A vague sense of the clearness to which his affairs had been brought, a vague recollection of the friendliness and flattery of Serpukhovskoy, who had considered him a man who was needed, and, most of all, the anticipation of the meeting before him - all blended into a general, joyous sense of life. This feeling was so strong that he could not help smiling. He dropped his legs, crossed one leg over the other knee, and, taking it in his hand, felt the springy muscle of the calf, where it had been grazed the day before by his fall, and, leaning back he drew several deep breaths.

`I'm happy, very happy!' he said to himself. He had often before had this sense of physical joy in his own body, but he had never felt so fond of himself, of his own body, as at that moment. He enjoyed the slight ache in his strong leg, he enjoyed the muscular sensation of movement in his chest as he breathed. The bright, cold August day, which had made Anna feel so hopeless, seemed to him keenly stimulating, and refreshed his face and neck that still tingled from the cold water. The scent of brilliantine on his mustaches struck him as particularly pleasant in the fresh air.

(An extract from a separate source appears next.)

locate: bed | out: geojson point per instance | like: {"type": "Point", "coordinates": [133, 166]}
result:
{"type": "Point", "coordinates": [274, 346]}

Everything he saw from the carriage window, everything in that cold pure air, in the pale light of the sunset, was as fresh, and gay, and strong as he was himself: the roofs of the houses shining in the rays of the setting sun, the sharp outlines of fences and angles of buildings, the figures of passers-by and carriages that met him now and then, the motionless green of the trees and grass, the fields with evenly drawn furrows of potatoes, and the slanting shadows that fell from the houses, and trees, and bushes, and even from the rows of potatoes - everything was bright like a pretty landscape freshly painted and varnished.

`Get on, get on!' he said to the driver, putting his head out of the window, and pulling a three-rouble note out of his pocket he handed it to the man as he looked round. The driver's hand fumbled with something at the lamp, the whip cracked, and the coach rolled rapidly along the smooth highroad.